El derrumbe de la edificación en el sector Los Corales sepultó a ambas niñas, quienes permanecían desaparecidas desde los movimientos telúricos del pasado 24 de junio. Sin embargo, la tragedia no termina para esta familia: Dayan Martínez, hermano de Vanessa, continúa bajo los escombros mientras los equipos de rescate mantienen la búsqueda. La comunidad de Melena del Sur se encuentra consternada y a la espera de que el menor sea localizado con vida, según confirmaron allegados a la familia.
Los terremotos, de magnitudes 7,2 y 7,5, con epicentro en el estado Yaracuy, son los más intensos registrados en el país sudamericano desde 1900, según el Servicio Geológico de Estados Unidos (USGS). El balance oficial reporta más de 1.430 fallecidos y 3.360 heridos, con decenas de miles de personas aún sin localizar, configurando una de las peores catástrofes en la historia reciente de la nación.
El trasfondo de la separación familiar y las misiones médicas
Detrás de esta fatalidad se evidencia una vez más el drama de la separación familiar que fomenta el regimen de La Habana. El padre de los menores es un profesional de la salud que decidió establecerse en Venezuela tras culminar su delegación oficial, una práctica común entre el personal médico enviado al exterior por el gobierno cubano. Estas misiones, ampliamente criticadas por organismos internacionales por sus condiciones laborales precarias, obligan a muchos médicos a buscar alternativas lejos de la isla, dividiendo a sus familias entre la profunda crisis económica en Cuba y la inestabilidad en otras naciones.

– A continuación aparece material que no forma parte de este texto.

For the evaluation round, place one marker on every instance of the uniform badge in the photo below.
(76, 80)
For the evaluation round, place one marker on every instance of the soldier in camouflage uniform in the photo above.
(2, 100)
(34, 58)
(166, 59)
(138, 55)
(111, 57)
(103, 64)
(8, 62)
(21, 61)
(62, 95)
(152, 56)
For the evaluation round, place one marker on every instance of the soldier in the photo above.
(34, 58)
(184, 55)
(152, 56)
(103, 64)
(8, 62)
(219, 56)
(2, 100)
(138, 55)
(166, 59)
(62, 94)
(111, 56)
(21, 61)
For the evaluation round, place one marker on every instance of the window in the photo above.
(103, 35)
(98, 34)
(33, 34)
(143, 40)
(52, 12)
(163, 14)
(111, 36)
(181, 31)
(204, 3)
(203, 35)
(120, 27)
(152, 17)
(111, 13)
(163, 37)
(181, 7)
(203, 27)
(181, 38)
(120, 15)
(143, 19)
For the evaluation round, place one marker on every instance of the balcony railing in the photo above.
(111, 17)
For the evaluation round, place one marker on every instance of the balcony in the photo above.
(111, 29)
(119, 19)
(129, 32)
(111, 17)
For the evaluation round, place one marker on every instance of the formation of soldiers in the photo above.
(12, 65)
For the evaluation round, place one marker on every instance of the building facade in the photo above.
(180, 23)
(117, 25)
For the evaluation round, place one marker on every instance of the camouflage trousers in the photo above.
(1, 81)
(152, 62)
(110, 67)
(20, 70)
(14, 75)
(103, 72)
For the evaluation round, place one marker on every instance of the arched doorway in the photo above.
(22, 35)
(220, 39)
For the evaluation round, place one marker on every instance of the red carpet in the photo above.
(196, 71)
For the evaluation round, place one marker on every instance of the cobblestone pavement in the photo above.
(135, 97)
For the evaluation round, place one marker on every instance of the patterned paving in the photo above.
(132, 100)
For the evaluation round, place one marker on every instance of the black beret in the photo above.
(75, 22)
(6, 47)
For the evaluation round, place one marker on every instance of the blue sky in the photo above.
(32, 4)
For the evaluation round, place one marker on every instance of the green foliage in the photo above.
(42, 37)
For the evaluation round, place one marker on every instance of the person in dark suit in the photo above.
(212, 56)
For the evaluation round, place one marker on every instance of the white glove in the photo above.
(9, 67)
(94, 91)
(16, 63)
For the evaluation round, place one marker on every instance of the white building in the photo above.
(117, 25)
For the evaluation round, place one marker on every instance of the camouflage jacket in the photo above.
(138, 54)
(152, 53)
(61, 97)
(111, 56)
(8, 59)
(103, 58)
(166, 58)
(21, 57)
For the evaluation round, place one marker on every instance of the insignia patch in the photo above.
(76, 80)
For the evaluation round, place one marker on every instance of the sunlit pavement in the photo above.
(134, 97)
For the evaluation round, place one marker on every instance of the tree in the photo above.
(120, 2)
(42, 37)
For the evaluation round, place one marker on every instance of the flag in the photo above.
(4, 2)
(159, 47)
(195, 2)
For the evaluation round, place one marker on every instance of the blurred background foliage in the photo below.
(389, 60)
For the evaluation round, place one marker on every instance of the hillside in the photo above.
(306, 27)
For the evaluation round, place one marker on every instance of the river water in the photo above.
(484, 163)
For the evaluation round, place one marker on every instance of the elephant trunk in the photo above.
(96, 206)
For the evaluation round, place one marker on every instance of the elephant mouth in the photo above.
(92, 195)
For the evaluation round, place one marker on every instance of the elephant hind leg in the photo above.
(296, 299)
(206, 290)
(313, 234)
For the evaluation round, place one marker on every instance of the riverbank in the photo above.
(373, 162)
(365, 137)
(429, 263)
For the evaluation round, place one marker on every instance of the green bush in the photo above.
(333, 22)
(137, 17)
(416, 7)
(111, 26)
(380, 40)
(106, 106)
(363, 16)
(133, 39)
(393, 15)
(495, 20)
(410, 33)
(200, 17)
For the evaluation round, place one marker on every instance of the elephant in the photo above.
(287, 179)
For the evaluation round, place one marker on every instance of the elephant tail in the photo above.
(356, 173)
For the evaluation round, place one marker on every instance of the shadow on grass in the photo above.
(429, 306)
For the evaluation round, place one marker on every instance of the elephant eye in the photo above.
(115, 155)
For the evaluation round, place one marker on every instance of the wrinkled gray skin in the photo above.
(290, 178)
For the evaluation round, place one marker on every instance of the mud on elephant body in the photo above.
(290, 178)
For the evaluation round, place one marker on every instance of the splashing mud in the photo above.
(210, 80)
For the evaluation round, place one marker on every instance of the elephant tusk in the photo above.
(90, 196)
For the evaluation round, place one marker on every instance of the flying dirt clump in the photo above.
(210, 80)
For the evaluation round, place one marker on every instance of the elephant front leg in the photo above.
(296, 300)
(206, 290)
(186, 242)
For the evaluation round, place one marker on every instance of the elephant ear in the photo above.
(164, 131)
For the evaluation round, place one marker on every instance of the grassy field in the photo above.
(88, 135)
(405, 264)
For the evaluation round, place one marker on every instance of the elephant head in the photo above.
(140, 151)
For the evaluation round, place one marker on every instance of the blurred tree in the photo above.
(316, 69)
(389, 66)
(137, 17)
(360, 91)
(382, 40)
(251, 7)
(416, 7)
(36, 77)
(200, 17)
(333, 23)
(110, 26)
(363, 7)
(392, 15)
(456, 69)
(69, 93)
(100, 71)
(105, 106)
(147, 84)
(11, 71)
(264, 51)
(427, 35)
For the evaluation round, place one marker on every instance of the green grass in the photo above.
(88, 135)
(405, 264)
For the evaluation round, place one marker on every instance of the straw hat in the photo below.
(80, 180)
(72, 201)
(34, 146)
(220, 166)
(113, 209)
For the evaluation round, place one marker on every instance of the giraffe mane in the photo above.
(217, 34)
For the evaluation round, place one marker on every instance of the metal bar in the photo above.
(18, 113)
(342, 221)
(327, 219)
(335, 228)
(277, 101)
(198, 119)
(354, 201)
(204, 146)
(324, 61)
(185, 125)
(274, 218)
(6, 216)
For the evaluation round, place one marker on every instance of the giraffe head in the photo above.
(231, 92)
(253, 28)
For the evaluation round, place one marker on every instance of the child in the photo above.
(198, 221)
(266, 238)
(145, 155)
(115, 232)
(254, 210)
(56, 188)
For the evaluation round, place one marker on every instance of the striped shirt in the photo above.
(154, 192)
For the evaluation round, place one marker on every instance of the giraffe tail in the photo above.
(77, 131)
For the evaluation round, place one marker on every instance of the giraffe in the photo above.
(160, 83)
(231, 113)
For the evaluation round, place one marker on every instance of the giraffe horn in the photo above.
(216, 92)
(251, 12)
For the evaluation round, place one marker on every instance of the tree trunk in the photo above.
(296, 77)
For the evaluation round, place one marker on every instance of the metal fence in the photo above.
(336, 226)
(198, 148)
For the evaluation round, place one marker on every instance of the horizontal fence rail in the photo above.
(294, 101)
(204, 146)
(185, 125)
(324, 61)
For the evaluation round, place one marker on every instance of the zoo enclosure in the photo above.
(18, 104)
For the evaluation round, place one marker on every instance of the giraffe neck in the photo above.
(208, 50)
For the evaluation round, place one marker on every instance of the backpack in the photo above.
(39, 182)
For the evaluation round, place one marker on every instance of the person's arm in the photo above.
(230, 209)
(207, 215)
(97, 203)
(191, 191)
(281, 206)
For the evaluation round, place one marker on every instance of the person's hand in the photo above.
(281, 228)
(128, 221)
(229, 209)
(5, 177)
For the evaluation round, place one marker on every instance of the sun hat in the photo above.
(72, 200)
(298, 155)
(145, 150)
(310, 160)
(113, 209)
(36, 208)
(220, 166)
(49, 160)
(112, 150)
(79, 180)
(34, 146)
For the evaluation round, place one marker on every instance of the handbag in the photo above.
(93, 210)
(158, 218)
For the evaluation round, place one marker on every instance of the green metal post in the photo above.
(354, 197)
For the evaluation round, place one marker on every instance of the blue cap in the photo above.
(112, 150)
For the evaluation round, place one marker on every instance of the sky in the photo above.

La pérdida de estas vidas cubanas en suelo venezolano subraya la vulnerabilidad de los connacionales que, ante la falta de oportunidades y la represión impulsada por la dictadura cubana, se ven obligados a emigrar o residir en naciones expuestas a desastres naturales. Mientras las autoridades de la isla mantienen su habitual indolencia ante las tragedias que afectan a la diáspora, las comunidades en municipios como Melena del Sur continúan sufriendo a la distancia las consecuencias de un sistema que ha propiciado el éxodo masivo de su población.